By Kara Rayburn, WW Product Marketing Manager, Xerox Enterprise Business Group

Recently, I had the opportunity to speak with a 1st grade class at a local elementary school about two topics that don’t always complement each other… technology and the environment.

In a world of Barney and Dora, children these days have a good understanding of why it is important to practice the three R’s (Reduce, Reuse, Recycle). The students already had a good understanding of Earth Month, and volunteered several excellent ideas showing what they do to care for the earth.

  • “Fix things rather than buy a new thing.”
  • “Walk to school, or ride your bike!”
  • “Pick up trash.”

My favorite, however, was “Clean your room.” At first thought, I found it to be an odd suggestion. However, after further discussion I realized what he meant was that if you have a clean room, then you can find your toys, shoes, etc. when you need them. Then, you won’t have to buy new items to replace the things you can’t find. That struck me as a unique way to look at a problem from a different angle. This was a great lead in to talk about how technology can be done differently – and how it can be friendlier to the environment.First grade students holding seed paper printed on a Xerox ColorQube MFP

In order to show the class one example of how technology can work with nature, we printed the ideas they came up with on sheets of seeded paper through a ColorQube MFP. Seed paper is just what it sounds like – sheets of paper with non-invasive wildflower seeds embedded into it.  Not only were the seeds actually in the paper, they were preserved during the printing process by the solid ink technology.

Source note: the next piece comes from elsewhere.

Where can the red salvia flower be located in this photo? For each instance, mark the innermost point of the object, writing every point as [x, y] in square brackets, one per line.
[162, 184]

The class delighted at the sight of a solid ink stick.  Most thought it looked like a large crayon, and did not seem at all surprised that there was little more to the printing process than marking the “crayon” on the page.  Each child was given their own sheet of paper and took the page home to see the flowers grow from their printed ideas.

I was expecting that a discussion with 1st graders about technology and the environment would be difficult. But children this young have open minds and they responded positively to the idea of finding a different way to get something done. After seeing a true example of how technology can work with the environment, I hope the knowledge might have a lasting impact so they grow up to continue responsible actions that are good for the environment in the future.

And hopefully they will have cleaner rooms as well.